How is PGC pause time mapped to GC overhead?

Mapping PGC pause time to PGC overhead, is a relatively complex operation. Depending on if the heap is fully expanded or not, the mapping needs to be modified.

heap is not fully expanded

There is lots to unpack in this graph. A full explanation can be found by visiting the desmos link, which has significantly more details. Here are some high level ideas. NOTE: This graph is using target pause time 100ms, x axis represents pause time, while y axis represents the "equivalent" pgc overhead

  • Eden should not expand because PGC pause times are far below the pause time targets. In this case, whatever the pgc overhead is trying to do, simply follow that. If pgc overhead is small, shrink eden, and if pgc overhead is too large, expand eden
  • If the pause time target (green vertical line) is not met by the current pgc pause time (vertical black line), but overhead is too high, we need to balance the recommendations, so that a balance is struck.
  • The goal is to get the blend of pause time and pgc overhead, to a satisfactory level (in the red zone in this graph). If hybrid blend (orange dashed line)is above the red zone, expand, while if it is below, contract.

image

Heap is fully expanded

When the heap is fully expanded, the underlying eden sizing logic is trying to find the eden size which Minimizes gc overhead. This means that the mapping from pgc pause time, to pgc overhead needs to change. In this situation, if the pgc pause time is below the pause time target, it maps to 0% pgc overhead (ie, it is not incurring a "cost").
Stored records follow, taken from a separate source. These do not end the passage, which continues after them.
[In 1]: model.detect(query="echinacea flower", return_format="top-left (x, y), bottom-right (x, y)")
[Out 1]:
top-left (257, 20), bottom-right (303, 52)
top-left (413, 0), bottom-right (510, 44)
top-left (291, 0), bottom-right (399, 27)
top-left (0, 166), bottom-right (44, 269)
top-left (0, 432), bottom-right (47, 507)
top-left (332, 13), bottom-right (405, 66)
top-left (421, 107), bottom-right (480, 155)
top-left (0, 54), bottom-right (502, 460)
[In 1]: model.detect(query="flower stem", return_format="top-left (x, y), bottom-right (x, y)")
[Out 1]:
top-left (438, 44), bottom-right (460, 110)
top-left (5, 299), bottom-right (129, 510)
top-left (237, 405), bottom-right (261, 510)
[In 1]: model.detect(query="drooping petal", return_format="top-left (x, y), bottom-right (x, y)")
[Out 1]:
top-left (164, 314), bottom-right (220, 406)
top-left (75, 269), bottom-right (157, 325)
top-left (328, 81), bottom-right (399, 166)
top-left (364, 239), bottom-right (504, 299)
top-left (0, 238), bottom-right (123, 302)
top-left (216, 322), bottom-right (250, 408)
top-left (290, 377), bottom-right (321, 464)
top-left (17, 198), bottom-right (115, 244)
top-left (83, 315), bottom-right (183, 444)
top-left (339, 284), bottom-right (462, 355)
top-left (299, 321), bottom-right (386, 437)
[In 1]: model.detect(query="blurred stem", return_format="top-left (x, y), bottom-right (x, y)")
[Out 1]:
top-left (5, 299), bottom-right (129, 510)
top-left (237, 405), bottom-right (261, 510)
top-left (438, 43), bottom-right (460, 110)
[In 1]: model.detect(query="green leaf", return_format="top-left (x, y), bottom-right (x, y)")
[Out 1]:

As the pgc pause time get's further and further above the target pause time, increasingly add cost, in an exponential fashion. The mapping looks like the following (Target pause time here is 100ms. X axis corresponds to pgc pause time, while Y axis is corresponding gc overhead).
image

Since logic exists to estimate pgc pause time, as a function of eden size, the eden sizing logic knows which eden size will produce the lowest blend of gc overhead, along with satisfying the pgc pause time target (which has been mapped to a pgc overhead)

total heap sizing logic

The heap sizing logic, aims to blend GC cpu overhead, with Free memory in tenure. The current heap sizing logic, relies on -Xminf, -Xmaxf, -Xmaxt, and -Xmint for its resizing thresholds, and thankfully, these have been reused in the new heap sizing logic implementation.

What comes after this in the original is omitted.